Cuando la sexualidad es un estigma político

27_03_2019 HOY_MIERCOLES_270319_ Opinión10 A

Vivimos en una sociedad que presume de libertad e igualdad, del libre desarrollo de las ideas y preferencias sexuales, con un grupo de la población heterosexual que descubre y asume cada día la homosexualidad, siendo frecuente ver jóvenes parejas del mismo sexo, caminar de la mano por las calles de la Zona Colonial.
Celebramos la concentración del orgullo gay, durante el cual se da cita un público diverso. La representación de la homosexualidad parece ganar cierto espacio y tolerancia, algo que desafió la presencia del pasado embajador de EE.UU, y su pareja, llegando algunos a desear que el matrimonio gay se establezca en el país.
Mientras el calificativo de ‘homosexual’, sigue siendo una agresión que remite a la homofobia en una sociedad machista, donde es frecuente insultar bajo el simple calificativo de “maricón”, sinónimo de debilidad con connotaciones semánticas superiores al calificativo de ladrón. Aunque la sociedad ha tenido y tiene sus “maricones” famosos, que de alguna manera han gozado del aprecio y respecto social, incluso en la era de Trujillo, cuando el solo alarde de las preferencias sexuales ponía en juego la vida. Escondiendo los hombres sus preferencias en el matrimonio, a veces consentido por la mujer, que sabe con quién se está casando, práctica que disminuye, cuando se sale del closet, para formar familia del mismo sexo.
Pero ser homosexual sigue siendo tabú, en una sociedad conservadora, donde cada cierto tiempo aparece la reseña de asesinatos de homosexuales, incluyendo figuras públicas, viéndose afectada incluso la clase política, estigmatizada,- a causa de sus preferencias sexuales – siendo significativo el número de funcionarios, que han sido y son calificados de “maricones”, forma de atacarlos políticamente, que no pone en riesgo, ni la posición, ni el estatus.
Otro aspecto de la sexualidad que atrae la atención, es la infidelidad de los gobernantes, tradicionalmente aceptada, aunque exacerbada para algunos, que han obviado que del poder emana cierto aroma seductor, que convierte a individuos carentes de todo atractivo en inesperados donjuanes.

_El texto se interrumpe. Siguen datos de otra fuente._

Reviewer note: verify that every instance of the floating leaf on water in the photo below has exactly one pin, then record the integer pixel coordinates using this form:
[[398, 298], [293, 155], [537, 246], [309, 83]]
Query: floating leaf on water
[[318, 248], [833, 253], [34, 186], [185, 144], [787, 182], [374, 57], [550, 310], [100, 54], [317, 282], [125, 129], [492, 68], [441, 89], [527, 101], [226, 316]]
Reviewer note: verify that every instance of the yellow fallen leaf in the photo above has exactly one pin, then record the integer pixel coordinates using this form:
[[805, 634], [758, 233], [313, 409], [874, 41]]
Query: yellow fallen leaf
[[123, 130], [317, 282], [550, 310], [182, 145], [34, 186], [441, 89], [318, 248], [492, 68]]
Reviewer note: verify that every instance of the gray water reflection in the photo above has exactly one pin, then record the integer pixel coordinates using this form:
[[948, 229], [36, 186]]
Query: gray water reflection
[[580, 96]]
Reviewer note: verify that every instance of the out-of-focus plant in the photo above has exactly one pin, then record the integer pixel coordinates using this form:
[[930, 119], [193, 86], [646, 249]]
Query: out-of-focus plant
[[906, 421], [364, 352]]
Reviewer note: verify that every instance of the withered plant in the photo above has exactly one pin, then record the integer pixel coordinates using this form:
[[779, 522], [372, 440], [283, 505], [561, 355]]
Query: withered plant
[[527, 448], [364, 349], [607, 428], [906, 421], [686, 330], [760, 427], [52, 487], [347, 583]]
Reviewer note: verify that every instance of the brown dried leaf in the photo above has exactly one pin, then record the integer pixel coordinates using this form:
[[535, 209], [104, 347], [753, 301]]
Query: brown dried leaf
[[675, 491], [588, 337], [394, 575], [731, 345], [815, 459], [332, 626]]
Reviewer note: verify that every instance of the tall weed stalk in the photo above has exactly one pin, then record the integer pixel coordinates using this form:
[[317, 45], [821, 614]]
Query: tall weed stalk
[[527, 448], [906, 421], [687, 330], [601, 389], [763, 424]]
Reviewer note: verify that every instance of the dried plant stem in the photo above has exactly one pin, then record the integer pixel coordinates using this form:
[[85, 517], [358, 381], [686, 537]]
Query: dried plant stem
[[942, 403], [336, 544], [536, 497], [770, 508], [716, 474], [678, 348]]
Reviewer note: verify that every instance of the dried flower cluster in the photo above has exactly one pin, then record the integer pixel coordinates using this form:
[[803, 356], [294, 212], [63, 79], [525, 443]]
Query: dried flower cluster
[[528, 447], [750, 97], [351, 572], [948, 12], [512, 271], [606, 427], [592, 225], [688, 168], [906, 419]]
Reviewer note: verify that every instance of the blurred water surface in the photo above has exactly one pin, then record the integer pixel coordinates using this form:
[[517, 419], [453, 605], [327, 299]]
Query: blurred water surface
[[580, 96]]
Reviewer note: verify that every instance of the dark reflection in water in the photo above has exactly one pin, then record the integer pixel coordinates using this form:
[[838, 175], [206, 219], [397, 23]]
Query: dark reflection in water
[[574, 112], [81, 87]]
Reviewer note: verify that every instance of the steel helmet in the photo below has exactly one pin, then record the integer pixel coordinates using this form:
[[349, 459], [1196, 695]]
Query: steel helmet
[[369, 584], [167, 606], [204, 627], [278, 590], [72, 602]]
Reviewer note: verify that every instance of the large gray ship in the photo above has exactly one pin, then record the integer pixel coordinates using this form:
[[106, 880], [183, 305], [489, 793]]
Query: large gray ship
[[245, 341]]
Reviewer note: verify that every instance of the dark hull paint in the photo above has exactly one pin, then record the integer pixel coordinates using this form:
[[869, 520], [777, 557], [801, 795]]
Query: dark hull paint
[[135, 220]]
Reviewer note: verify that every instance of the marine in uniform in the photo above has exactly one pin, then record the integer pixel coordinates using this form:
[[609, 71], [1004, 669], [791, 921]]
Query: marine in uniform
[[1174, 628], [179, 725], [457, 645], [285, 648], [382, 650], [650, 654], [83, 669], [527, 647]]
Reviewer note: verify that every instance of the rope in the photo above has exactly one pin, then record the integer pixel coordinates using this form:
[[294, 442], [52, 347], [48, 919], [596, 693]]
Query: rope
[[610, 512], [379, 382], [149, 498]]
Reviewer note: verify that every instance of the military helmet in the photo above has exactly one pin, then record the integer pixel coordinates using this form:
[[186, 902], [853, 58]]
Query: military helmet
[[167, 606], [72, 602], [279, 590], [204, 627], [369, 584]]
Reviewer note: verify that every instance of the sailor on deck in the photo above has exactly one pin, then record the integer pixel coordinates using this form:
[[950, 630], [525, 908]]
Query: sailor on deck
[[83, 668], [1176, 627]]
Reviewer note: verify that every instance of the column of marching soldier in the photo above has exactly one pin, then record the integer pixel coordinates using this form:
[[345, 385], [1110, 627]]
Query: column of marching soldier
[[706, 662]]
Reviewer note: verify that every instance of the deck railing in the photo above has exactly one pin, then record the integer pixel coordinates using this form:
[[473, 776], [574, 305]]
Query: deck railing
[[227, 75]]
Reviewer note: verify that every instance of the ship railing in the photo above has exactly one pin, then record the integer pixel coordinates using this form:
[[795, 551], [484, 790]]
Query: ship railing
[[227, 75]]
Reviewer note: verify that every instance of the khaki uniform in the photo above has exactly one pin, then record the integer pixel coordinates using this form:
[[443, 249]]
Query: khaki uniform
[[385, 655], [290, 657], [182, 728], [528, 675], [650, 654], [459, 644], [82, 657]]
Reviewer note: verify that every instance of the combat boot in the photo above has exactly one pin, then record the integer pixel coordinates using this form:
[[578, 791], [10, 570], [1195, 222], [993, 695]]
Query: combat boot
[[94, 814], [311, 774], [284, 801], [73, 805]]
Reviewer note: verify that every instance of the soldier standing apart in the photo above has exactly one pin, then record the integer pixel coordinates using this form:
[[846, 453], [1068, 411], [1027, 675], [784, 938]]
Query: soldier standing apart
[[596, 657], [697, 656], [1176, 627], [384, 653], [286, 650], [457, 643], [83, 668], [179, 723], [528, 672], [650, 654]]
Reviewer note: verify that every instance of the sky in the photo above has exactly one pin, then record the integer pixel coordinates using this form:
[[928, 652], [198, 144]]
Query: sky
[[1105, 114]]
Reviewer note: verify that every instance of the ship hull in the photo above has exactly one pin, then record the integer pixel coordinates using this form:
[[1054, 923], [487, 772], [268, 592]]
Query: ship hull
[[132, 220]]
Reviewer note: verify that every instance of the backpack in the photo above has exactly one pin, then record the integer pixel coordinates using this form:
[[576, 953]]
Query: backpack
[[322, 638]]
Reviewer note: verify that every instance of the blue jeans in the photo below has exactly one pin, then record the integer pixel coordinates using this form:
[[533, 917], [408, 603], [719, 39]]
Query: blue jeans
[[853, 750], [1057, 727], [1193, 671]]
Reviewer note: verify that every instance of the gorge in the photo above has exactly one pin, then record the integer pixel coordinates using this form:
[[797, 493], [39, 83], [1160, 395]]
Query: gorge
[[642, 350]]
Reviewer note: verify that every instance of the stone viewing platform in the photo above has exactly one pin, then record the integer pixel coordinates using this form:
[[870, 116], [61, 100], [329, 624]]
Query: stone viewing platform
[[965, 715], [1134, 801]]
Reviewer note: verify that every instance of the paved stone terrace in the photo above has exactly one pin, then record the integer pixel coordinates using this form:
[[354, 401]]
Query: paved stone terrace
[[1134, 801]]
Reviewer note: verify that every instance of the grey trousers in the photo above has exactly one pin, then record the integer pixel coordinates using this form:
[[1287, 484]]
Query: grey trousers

Creer que las preferencias sexuales inciden en el desempeño de la gestión pública, es una gran falacia, demostrada por la historia amorosa de otros países. Por ejemplo, en Francia, sus gobernantes, desde prelados de la Iglesia (Richelieu) hasta presidentes contemporáneos (Mitterrand, Hollande) se han visto envueltos en escándalos amorosos, que tumban gobiernos, pero jamás ponen en riesgo su permanencia en el poder. Siendo cada vez más frecuentes que los políticos se divorcien y, develen públicamente su homosexualidad, ya que se trata de sociedades donde la sexualidad no incide en la manera en que se gobierna un país, o se desempeñe un rol.
Un abismo moral y filosófico existe entre el homosexual y el homosexual ladrón, que nada tiene que ver con sexo -de aquí que ciertas sociedades prefieran la verdad de los hechos-. Vale decir un homosexual, un mujeriego asumido (Bill Clinton) que un hipócrita heterosexual, corrupto, modelo de marido fiel.
Relacionar homosexualidad e híper sexualidad al mal gobierno, implica retroceder perceptivamente, frente a la libre sexualidad responsable. Pero sobre todo llama a reflexionar sobre nuestra hipocresía post moderna, ya que parece tener más incidencia en la ciudadanía el saber que un presidente tiene muchas mujeres, o que un funcionario sea homosexual, que asumir que sea corrupto, farsante, títere, violador y demás.
Lo cierto es que las historias de cama generan mayor interés en la ciudadanía, que conocer los millones que un funcionario tiene en un paraíso fiscal. Lo demuestran las redes sociales al mostrar las reacciones de los internautas tras difundirse las eventuales preferencias sexuales de los involucrados en escándalos políticos recientes:
¿Indica esto que aun no se logra ver la dimensión del daño social, cuando las personas usan el poder sin pudor, protegidos en la doble moral? Lo que sí indica es que un escándalo político, acompañado de una historia de cama puede hacer, hoy, más daño que las denuncias de casos de corrupción o exceso de poder, al permanecer más tiempo la “noticia” sexual en las redes, alimentando la morbosidad de la gente. Que suele olvidar que ser homosexual o mujeriego no influye en el desarrollo gerencial de un buen gobierno: el respecto a los principios y apego a la ética, no conoce de preferencias sexuales, sino de rendimiento de cuenta y calidad humana en el poder.